3.22.  Loss Ratio Function

   For any duration independent system, the average loss ratio depends
   only on offered load (for a particular test setup).

   Loss ratio function is the name used for the function mapping offered
   load to average loss ratio.

   This function is initially unknown.

3.23.  Target Loss Ratio

   Input parameter of PLRsearch.  The average loss ratio the output of
   PLRsearch aims to achieve.

3.24.  Critical Load

   Aggregate rate of network traffic, which would lead to average loss
   ratio exactly matching target loss ratio, if used as the offered load
   for infinite many trial measurement.

3.25.  Critical Load Estimate

   Any quantitative description of the possible critical load PLRsearch
   is able to give after observing finite amount of trial measurements.

3.26.  Fitting Function

   Any function PLRsearch uses internally instead of the unknown loss
   ratio function.  Typically chosen from small set of formulas (shapes)
   with few parameters to tweak.

3.27.  Shape of Fitting Function

   Any formula with few undetermined parameters.








Konstantynowicz & Polak  Expires January 9, 2020               [Page 11]


Internet-DraProbabilistic Loss Ratio Search for Packet Throug  July 2019


3.28.  Parameter Space

   A subset of Real Coordinate Space.  A point of parameter space is a
   vector of real numbers.  Fitting function is defined by shape (a
   formula with parameters) and point of parameter space (specifying
   values for the parameters).

4.  Abstract Algorithm

4.1.  High level description

   PLRsearch accepts some input arguments, then iteratively performs
   trial measurements at varying offered loads (and durations), and
   returns some estimates of critical load.

   PLRsearch input arguments form three groups.

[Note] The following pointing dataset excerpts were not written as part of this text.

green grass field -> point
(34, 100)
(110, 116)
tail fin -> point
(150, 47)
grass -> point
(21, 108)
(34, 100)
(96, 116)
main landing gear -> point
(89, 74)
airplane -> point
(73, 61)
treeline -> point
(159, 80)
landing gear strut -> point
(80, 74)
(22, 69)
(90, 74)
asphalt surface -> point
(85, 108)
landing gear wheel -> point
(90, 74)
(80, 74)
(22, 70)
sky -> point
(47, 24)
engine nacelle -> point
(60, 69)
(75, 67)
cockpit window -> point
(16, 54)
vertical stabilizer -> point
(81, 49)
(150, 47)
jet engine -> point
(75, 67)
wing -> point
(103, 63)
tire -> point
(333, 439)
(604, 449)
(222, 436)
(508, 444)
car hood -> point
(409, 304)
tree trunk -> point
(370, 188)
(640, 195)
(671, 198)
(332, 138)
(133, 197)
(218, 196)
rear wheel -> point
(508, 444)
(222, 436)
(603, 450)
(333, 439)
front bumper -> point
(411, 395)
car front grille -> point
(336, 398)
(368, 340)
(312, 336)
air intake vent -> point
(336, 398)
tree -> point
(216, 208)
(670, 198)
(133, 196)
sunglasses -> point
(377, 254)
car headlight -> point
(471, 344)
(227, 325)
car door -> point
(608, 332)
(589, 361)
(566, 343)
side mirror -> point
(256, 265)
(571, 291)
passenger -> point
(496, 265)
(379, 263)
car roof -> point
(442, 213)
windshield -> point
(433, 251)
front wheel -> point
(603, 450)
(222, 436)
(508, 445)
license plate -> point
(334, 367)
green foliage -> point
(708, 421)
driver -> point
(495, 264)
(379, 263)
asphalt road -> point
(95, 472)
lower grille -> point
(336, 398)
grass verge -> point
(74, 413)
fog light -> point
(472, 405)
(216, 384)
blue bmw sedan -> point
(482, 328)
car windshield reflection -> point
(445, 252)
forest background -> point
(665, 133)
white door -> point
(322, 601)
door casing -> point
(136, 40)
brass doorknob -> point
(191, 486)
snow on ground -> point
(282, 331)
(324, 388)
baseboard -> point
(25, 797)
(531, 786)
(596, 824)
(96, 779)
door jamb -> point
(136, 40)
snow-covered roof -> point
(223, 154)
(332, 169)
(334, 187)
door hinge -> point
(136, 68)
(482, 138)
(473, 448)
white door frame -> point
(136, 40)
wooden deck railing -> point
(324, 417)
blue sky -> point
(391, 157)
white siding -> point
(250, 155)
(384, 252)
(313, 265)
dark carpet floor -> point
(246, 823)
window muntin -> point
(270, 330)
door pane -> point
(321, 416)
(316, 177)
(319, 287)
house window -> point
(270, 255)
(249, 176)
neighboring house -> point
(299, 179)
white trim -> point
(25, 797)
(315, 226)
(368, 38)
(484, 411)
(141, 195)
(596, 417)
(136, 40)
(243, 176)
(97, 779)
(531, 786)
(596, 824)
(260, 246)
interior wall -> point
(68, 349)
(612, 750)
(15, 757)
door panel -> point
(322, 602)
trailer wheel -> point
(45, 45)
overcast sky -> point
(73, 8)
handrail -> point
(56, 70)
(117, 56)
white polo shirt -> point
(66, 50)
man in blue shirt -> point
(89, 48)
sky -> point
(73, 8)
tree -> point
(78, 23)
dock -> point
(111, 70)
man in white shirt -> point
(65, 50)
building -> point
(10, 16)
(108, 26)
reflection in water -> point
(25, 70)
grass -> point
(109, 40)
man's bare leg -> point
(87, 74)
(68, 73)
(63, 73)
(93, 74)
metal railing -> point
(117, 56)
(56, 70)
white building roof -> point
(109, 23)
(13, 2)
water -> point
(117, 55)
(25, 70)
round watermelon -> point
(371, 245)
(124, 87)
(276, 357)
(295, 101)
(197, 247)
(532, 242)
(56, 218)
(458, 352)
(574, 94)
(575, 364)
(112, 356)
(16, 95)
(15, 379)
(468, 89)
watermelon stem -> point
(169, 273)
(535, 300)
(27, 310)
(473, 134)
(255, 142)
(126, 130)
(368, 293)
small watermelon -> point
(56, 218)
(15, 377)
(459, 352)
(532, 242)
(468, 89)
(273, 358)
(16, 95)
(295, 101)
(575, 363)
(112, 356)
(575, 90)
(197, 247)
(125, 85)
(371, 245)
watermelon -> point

   First group has a single argument: measurer.  This is a callback
   (function) accepting offered load and duration, and returning the
   measured loss count.

   Second group consists of load related arguments required for measurer
   to work correctly, typically minimal and maximal load to offer.
   Also, target loss ratio (if not hardcoded) is a required argument.

   Third group consists of time related arguments.  Typically the
   duration for the first trial measurement, duration increment per
   subsequent trial measurement, and total time for search.  Some
   PLRsearch implementation may use estimation accuracy parameters as an
   exit condition instead of total search time.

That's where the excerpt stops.